Netflix’s imminent move into advertising has generated both fear and excitement. Broadcasters publicly fret about Silicon Valley tech giants creating an uneven playing field that means they will be unable to compete. It’s as if Uber has come to town and the broadcasters are the local taxi company, sitting helplessly by, as all their customers are hoovered up. It’s a strange viewpoint that reflects a latent pessimism amongst the broadcasters about the effectiveness and quality of their own products. Content is king and in the UK content is dominated by the broadcasters.

Excitement is in the air at media agencies. Advertisers see ‘a great untapped audience’ of Netflix viewers who are walled off from them, says Brian Wieser, president of business intelligence at GroupM.

Well, Brian, when the advertisers climb up the wall and take a look into the garden, there may not be a whole lot of exciting stuff to see.

David Cloudsdale is co-founder of TV advertising and campaign management platform Adalyser.

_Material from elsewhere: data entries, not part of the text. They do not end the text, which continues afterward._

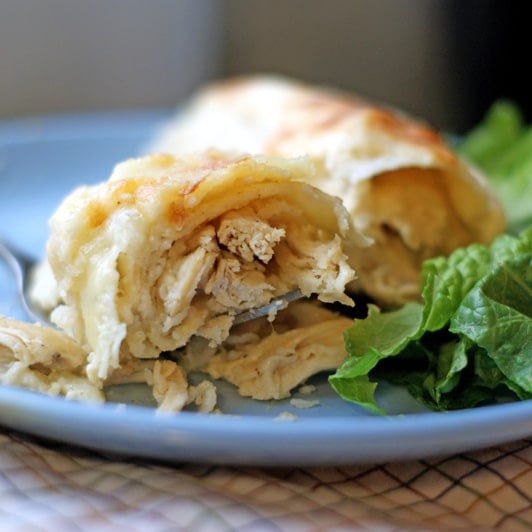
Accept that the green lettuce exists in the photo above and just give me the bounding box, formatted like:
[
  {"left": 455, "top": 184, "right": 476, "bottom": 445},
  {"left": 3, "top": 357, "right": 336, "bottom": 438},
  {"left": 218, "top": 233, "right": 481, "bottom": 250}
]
[
  {"left": 456, "top": 100, "right": 532, "bottom": 234},
  {"left": 329, "top": 228, "right": 532, "bottom": 414}
]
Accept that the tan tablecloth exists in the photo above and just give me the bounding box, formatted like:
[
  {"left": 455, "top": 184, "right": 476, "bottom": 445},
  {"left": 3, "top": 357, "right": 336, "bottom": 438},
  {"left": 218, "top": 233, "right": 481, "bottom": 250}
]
[{"left": 0, "top": 430, "right": 532, "bottom": 532}]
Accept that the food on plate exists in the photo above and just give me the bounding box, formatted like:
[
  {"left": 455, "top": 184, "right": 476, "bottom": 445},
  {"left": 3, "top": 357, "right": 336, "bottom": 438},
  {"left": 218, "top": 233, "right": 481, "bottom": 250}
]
[
  {"left": 0, "top": 317, "right": 103, "bottom": 401},
  {"left": 12, "top": 152, "right": 367, "bottom": 410},
  {"left": 147, "top": 75, "right": 505, "bottom": 307},
  {"left": 456, "top": 100, "right": 532, "bottom": 234},
  {"left": 329, "top": 227, "right": 532, "bottom": 413}
]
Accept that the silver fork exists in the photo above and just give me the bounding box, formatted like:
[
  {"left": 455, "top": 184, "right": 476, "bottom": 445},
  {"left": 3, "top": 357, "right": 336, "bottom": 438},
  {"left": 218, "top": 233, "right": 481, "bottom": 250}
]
[{"left": 0, "top": 240, "right": 305, "bottom": 326}]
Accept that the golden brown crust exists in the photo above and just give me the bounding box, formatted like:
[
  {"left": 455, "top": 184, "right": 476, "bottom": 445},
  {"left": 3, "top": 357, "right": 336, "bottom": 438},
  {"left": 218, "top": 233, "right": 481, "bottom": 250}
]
[{"left": 148, "top": 75, "right": 505, "bottom": 306}]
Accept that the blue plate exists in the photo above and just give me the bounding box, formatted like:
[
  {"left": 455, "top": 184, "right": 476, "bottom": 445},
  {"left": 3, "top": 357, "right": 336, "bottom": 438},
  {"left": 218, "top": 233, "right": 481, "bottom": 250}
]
[{"left": 0, "top": 109, "right": 532, "bottom": 466}]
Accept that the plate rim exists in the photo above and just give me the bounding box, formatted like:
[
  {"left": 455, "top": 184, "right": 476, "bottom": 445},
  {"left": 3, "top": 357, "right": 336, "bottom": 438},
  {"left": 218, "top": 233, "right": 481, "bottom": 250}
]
[{"left": 0, "top": 108, "right": 532, "bottom": 465}]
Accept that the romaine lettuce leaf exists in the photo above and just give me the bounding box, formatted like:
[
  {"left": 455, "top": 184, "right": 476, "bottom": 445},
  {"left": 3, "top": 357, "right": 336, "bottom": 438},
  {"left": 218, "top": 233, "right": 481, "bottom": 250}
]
[
  {"left": 329, "top": 228, "right": 532, "bottom": 414},
  {"left": 456, "top": 100, "right": 532, "bottom": 234}
]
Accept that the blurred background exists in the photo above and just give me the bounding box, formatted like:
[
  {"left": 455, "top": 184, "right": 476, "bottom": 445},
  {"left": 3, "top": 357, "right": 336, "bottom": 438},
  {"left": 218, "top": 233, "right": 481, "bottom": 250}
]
[{"left": 0, "top": 0, "right": 532, "bottom": 132}]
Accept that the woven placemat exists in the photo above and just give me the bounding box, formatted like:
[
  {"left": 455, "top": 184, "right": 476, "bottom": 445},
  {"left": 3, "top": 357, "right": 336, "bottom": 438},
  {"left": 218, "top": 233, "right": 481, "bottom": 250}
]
[{"left": 0, "top": 431, "right": 532, "bottom": 531}]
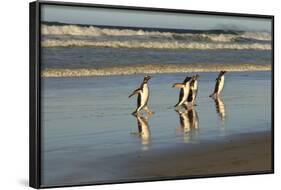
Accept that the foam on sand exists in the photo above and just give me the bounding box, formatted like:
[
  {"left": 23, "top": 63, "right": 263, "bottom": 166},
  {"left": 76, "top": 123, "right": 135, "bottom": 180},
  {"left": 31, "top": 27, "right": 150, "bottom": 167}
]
[
  {"left": 42, "top": 63, "right": 271, "bottom": 77},
  {"left": 42, "top": 40, "right": 271, "bottom": 50}
]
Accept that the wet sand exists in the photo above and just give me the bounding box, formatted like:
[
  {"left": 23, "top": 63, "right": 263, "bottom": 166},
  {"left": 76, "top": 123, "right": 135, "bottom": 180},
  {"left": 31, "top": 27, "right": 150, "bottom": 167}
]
[{"left": 98, "top": 131, "right": 272, "bottom": 180}]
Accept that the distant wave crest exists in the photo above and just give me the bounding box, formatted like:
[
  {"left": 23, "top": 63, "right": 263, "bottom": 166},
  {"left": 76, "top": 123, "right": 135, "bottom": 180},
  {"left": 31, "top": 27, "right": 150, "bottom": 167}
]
[
  {"left": 42, "top": 64, "right": 271, "bottom": 77},
  {"left": 42, "top": 24, "right": 271, "bottom": 42},
  {"left": 42, "top": 40, "right": 271, "bottom": 50}
]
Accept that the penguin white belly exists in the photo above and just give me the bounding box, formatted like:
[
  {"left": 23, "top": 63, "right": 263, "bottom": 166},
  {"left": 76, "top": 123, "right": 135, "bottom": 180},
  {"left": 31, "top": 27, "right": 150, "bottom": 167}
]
[
  {"left": 182, "top": 113, "right": 190, "bottom": 133},
  {"left": 140, "top": 84, "right": 149, "bottom": 107},
  {"left": 218, "top": 76, "right": 224, "bottom": 94},
  {"left": 192, "top": 80, "right": 198, "bottom": 91},
  {"left": 179, "top": 85, "right": 190, "bottom": 106}
]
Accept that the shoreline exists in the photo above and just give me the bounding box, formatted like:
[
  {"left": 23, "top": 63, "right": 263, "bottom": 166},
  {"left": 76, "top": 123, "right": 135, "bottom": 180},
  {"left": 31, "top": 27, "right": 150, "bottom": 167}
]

Nick Drew, CEO, Fuse Insights, on 21 Oct 2022
“There seems to be a real desire to point fingers at Netflix as if it's some sort of overbearing step-parent, "I hate you, you're not my *real* TV!". Whatever floats your boat I guess, but how about a bit of balance? >Unfortunately for Netflix, creativity requires an intangible sprinkle of Hollywood magic dust that means, just like the legacy studios, it is in the fragile, risky, slightly scary (for investors) business of creating hits. It’s a hit factory that is only as good as the content it produces. You know which company made a profit of $1.4bn just in the last quarter? Sure, it's a risky business, but let's not pretend Netflix is WeWork here - it's obviously doing some things pretty well. >But do you know which programme was one place above Squid Game? Blankety Blank (I didn’t know it was still a thing either) [...] it would still probably rank below Countryfile. Fair point, and I frankly want to see this new Blankety Blank. But whether those numbers are good or bad, marketers can't actually advertise on Countryfile, so might look slightly further down that list (of the 10 most-watched programmes, let's not forget) to find a show they *can* put their money against. Netflix's move to invite advertising has clearly put more than a few noses out of joint; more importantly it's a huge gamble on both the consumer and brand sides, and there's a decent chance it may fail in spectacular fashion. But perhaps we should see how it actually develops before writing off the business nous of those making these decisions.”